Хосе Лима - Зачарованная величина
«Покойся, служка короля крестей»{290}, — обронил Кеведо в злой и холодной эпитафии, облаивая тень дона Луиса де Гонгоры. Но над чем он смеялся, если не над собственной бедностью, своими же метафорами и загадками? Или его бедность уравновешивалась слепой удачей, выставлявшей партнершу на смех? Он шел вперед, параллельно обдумывая каждый возможный шаг, рассчитывая загадки и прозрения и швыряя на кон дублоны чеканных метафор. Вот он, злоязычный и надменный, рассыпает золото возможностей в любом из своих превращений. Увы, эпитафия обратилась против самого Кеведо: желая придавить могилу соперника позорным камнем, он превратил слуховое оконце в рог изобилия, обведя его, на фоне густых теней, золотым позументом собственного признанья и разложив в целебной сырой глубине окошка неугасимый костер бесчисленных монет. Пытаясь отягчить тень Гонгоры жалким бременем нового порока, он тем самым породил последний — и по сути такой гонгорианский — образ поэта, подарив его метафорам трепет игральных карт, скользящих под сводом пещеры Трофония. Самозабвенный игрок, Кеведо ставил на невозможное, сверкая мрамором клыков, как загнанный молодой кабан последний раз огрызается на обступившую его свору. «Он тот, кто должен получить разгадку», — отметил Сервантес в хвалебном «Парнасе»{291}, признавая право авторитета за непостижимыми и распираемыми смыслом предвосхищениями великого кордованца. Поглощенный безысходными расчетами, Кеведо возвращается домой, заместив ключ к разгадке крестом трефового туза, и замочная скважина начинает преображаться в рог изобилия, дабы не допустить абсолютного забвения огня в пресуществлениях Монарха как образа Единого.

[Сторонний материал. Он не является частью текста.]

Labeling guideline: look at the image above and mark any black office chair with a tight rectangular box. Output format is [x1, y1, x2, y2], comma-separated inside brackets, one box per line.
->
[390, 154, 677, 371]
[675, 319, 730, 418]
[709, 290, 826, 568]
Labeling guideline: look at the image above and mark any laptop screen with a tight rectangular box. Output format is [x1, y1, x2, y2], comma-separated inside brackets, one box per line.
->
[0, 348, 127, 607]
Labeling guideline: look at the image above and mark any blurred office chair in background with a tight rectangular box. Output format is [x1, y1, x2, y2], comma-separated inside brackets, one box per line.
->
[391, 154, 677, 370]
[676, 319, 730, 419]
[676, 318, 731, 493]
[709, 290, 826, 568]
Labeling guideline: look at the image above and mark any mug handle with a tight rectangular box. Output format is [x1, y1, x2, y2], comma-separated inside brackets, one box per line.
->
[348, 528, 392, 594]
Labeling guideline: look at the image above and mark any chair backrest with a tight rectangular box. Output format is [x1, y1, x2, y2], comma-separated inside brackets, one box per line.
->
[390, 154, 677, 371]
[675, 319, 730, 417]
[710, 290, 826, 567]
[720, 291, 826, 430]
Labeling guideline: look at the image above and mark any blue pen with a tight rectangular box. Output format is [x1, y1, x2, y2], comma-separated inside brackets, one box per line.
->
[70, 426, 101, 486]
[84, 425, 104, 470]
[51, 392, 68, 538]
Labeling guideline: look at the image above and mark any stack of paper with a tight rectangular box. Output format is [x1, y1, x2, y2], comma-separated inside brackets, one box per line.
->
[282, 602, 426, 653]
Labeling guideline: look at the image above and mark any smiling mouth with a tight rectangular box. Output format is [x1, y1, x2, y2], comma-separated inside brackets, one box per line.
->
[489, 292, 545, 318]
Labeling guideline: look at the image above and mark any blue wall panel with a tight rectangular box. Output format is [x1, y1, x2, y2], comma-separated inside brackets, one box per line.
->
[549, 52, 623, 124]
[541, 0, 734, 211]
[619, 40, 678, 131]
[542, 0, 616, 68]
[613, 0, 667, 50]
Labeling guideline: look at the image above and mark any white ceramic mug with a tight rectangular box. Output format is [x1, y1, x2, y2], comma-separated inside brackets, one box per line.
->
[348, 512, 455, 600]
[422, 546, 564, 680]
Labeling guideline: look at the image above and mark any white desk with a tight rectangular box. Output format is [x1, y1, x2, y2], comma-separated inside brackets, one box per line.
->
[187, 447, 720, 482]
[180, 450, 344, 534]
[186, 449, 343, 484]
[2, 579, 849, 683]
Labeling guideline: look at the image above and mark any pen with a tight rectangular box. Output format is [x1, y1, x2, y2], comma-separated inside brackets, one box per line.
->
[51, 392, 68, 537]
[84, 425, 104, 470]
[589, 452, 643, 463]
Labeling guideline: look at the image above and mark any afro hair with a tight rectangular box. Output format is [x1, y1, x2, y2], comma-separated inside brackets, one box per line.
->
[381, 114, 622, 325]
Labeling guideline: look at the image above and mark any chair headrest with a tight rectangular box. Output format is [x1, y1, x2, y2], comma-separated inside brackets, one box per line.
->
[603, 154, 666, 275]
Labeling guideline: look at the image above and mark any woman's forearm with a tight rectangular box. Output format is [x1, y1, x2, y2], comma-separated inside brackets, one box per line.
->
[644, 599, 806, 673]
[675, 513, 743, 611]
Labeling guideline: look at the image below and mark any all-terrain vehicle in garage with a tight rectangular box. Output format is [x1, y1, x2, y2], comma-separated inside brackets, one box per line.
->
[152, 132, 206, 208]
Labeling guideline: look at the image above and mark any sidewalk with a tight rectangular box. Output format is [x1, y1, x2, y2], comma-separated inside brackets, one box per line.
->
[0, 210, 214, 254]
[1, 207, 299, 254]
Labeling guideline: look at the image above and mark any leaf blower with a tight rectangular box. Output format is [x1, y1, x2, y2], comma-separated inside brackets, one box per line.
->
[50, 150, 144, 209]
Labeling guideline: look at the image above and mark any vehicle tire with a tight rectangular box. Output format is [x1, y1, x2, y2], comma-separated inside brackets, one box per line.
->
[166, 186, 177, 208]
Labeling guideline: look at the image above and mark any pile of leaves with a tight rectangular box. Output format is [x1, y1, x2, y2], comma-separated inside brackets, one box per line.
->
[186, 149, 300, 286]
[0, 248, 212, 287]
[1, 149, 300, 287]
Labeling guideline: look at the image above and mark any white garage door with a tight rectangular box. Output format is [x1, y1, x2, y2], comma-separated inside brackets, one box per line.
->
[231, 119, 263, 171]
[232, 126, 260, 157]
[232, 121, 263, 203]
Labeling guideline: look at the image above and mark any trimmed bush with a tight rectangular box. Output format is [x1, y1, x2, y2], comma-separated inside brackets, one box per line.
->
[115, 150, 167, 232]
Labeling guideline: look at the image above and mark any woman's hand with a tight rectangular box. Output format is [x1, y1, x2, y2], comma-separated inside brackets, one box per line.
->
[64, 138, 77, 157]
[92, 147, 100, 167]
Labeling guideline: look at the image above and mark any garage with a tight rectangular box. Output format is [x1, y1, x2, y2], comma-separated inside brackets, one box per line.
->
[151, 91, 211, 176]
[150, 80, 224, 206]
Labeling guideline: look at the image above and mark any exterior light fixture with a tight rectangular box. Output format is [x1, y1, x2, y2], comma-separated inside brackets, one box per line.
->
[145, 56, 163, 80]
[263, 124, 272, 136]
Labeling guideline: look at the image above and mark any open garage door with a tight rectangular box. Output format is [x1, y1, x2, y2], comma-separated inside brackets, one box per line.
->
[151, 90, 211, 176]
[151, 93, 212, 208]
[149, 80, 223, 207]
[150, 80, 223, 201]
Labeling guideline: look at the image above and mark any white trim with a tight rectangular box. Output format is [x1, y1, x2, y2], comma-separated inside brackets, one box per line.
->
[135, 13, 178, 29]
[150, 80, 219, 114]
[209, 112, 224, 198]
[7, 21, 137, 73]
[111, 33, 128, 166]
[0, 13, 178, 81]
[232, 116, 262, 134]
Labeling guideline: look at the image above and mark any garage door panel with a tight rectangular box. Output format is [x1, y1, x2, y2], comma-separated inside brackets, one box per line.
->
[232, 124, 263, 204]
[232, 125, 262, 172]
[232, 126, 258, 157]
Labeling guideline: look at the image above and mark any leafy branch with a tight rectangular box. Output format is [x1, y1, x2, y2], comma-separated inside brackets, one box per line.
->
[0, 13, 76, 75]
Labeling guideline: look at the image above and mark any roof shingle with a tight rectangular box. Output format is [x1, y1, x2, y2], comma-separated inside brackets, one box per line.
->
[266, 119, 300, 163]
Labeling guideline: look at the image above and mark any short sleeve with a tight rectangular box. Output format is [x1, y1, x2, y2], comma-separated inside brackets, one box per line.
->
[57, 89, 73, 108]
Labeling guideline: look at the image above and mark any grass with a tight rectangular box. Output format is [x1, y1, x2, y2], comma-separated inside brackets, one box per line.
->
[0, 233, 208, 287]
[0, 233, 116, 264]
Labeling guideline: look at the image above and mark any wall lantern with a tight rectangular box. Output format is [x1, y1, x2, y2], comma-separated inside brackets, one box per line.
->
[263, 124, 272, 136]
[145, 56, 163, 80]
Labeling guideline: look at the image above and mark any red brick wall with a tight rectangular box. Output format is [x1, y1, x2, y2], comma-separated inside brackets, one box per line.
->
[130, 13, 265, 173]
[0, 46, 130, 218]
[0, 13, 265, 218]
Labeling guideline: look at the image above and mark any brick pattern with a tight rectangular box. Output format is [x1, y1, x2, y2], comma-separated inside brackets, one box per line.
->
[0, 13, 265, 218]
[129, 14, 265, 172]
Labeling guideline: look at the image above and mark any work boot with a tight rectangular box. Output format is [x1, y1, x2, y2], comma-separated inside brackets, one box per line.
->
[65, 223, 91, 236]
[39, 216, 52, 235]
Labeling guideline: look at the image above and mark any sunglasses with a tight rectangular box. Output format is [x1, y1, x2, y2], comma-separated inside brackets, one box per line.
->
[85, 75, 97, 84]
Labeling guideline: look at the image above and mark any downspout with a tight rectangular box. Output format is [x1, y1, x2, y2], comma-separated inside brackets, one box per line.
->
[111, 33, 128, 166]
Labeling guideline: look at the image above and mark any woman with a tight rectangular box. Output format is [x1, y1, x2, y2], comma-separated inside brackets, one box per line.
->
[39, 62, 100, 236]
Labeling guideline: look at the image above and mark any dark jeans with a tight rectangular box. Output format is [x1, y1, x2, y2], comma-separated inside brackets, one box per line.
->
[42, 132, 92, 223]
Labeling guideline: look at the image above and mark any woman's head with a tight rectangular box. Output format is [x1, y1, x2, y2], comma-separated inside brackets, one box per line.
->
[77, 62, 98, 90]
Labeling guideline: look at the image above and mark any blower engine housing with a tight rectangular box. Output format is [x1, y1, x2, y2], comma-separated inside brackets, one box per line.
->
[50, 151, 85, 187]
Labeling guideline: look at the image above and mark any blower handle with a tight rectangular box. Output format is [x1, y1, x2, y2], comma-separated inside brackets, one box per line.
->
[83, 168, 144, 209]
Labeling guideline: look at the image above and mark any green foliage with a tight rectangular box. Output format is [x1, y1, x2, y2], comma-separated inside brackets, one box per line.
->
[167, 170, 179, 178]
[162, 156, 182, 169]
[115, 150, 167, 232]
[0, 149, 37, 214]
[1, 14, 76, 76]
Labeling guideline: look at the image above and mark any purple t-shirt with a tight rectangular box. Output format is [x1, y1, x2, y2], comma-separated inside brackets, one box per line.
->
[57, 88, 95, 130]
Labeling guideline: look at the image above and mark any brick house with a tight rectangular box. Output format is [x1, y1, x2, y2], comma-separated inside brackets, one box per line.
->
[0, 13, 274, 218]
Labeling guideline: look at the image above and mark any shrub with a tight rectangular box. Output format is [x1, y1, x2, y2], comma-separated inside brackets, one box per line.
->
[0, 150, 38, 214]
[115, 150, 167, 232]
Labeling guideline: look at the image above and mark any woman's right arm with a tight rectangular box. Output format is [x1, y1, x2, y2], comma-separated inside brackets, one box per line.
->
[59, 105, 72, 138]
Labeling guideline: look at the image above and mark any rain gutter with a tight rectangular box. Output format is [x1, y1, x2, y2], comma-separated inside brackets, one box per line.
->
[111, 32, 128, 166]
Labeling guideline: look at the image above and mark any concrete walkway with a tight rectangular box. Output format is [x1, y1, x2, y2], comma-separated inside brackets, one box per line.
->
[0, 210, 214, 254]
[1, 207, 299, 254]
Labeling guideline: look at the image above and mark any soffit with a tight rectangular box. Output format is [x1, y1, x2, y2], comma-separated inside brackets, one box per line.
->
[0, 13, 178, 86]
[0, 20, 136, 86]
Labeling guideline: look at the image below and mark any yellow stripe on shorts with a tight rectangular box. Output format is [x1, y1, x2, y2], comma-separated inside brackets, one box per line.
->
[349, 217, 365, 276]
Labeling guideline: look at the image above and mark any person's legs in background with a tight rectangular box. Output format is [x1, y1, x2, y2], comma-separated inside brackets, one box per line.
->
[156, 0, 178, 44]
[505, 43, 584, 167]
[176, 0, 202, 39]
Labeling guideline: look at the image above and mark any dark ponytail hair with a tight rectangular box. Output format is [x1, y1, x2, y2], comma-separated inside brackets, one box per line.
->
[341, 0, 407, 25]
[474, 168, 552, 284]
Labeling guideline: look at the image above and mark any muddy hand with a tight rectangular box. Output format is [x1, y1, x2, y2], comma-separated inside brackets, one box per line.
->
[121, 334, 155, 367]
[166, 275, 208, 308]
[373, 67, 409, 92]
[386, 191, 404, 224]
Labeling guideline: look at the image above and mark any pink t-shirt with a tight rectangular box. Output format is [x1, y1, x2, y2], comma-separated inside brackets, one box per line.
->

Немой вол, золотой вол мысли. Так он и остался бы для меня одиноким и непостижимым в недвижном и безразличном великолепии, если бы позже, перелистывая Книгу Иова, я не нашел там выражения, будто подпирающего бычьим лбом стены дома, который сносит Гераклитова река. Посреди каменного безлюдья пустыни мне вдруг явились слова «вол вдовы»{292}. Вол, влачащий на себе собственную бедность, несущий на загривке единственный свой удел — вернуться к недвойственно единому, навсегда утратив возможность восхождения. Вот перед нами гордость и украшение своего рода — вол, который говорит и мыслит, поет и следует дочтенному определению — «вол вдовы». Он похож на египетские равнобедренные треугольники, возвышающие геометрию до священного блеска шестой династии, преображая длительность и отвлеченность в бесконечные вариации, что проходят перед нами во всех неузнаваемых разновидностях вплоть до обезьяны с песьей головой или золотого сокола, чьи крылья подобны матери южного смарагда… Мы снова встретимся с этим соколом в статьях расхода при дворе Франциска I{293}, где на охотничьих соколов, как отмечено римским послом Матео Дандоло, пошло шестьдесят тысяч ливров — около трехсот тысяч наших нынешних песо. Но эта безжалостная справка словно стушевывается перед собственной непостижимой загадкой, если вообще не превращается в блистающий серп, изображенный на одном из гобеленов, где Франциск I вместе со своей обожаемой мадам д’Этамп{294} посещает мастерскую Бенвенуто Челлини. Цель визита — украшение источника в парке Фонтенбло{295}. Бенвенуто предлагает несколько вариантов; монарх, улыбаясь, обсуждает их и соглашается с мастером. Бенвенуто сухо, но с достоинством отмечает в своем жизнеописании: Его Величество повелел мне и попросил меня приложить сколь возможно сил, чтоб сделать покрасивее, что я и обещал. В этом «попросил меня» чудится, будто кто-то взыскивает с монарха за тех боевых соколов, которые украсят великолепную королевскую охоту.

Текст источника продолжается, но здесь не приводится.